Context: The following is a summary of the previous conversation:
Bob is seeking assistance in planning his trip to Athens, Greece, starting with transportation options. He inquired about available flights from Lyon to Athens, and the assistant advised him to check travel websites, providing general information on airlines, flight duration, frequency, booking tips, and airport transfers. Clement found a specific flight on Air France for August 15th and asked about transportation options from the Athens airport to the city center.

Assistant: Great choice! Air France is a reliable airline, and it seems like you’ve found a convenient flight.

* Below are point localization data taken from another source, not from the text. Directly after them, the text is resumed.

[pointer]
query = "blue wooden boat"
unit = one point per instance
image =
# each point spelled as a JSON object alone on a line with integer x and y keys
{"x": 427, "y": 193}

Once you arrive in Athens, there are several transportation options to get to the city center from Athens International Airport (Eleftherios Venizelos) …

So our chat history now contains the system message with the summary, and the Assistant’s response to the last user question.

4) After the fourth request, the chat history is still summarized, and the summary is used in the next request:

System: You are a police and helpful assistant.

Context: The following is a summary of the previous conversation:
...

Assistant: Great choice! Air France is a reliable airline, and it seems like you’ve found a convenient flight. Once you arrive in Athens, there are several transportation options to get to the city center from Athens International Airport (Eleftherios Venizelos) …
User: Thanks, I will take a taxi from the airport to the city center. How long does it take to get from Athens airport to the city center by taxi?
Assistant: Taking a taxi from Athens International Airport to the city center typically takes about 30 to 40 minutes, depending on traffic conditions. During peak hours, such as mornings and late afternoons, it may take a bit longer due to congestion. Be sure to communicate your destination clearly to the driver. Safe travels! If you have any more questions, feel free to ask.

This sequence demonstrates how semantic compression allows the conversation to continue without losing context, even as the chat history grows.

Conclusion

By integrating semantic compression via a custom ChatMemoryStore, you preserve key context, avoid token-limit errors, and optimize costs and latency for long-running dialogs.

Semantic compression only applies to textual chat memories and should not be used for vision or other non-text data.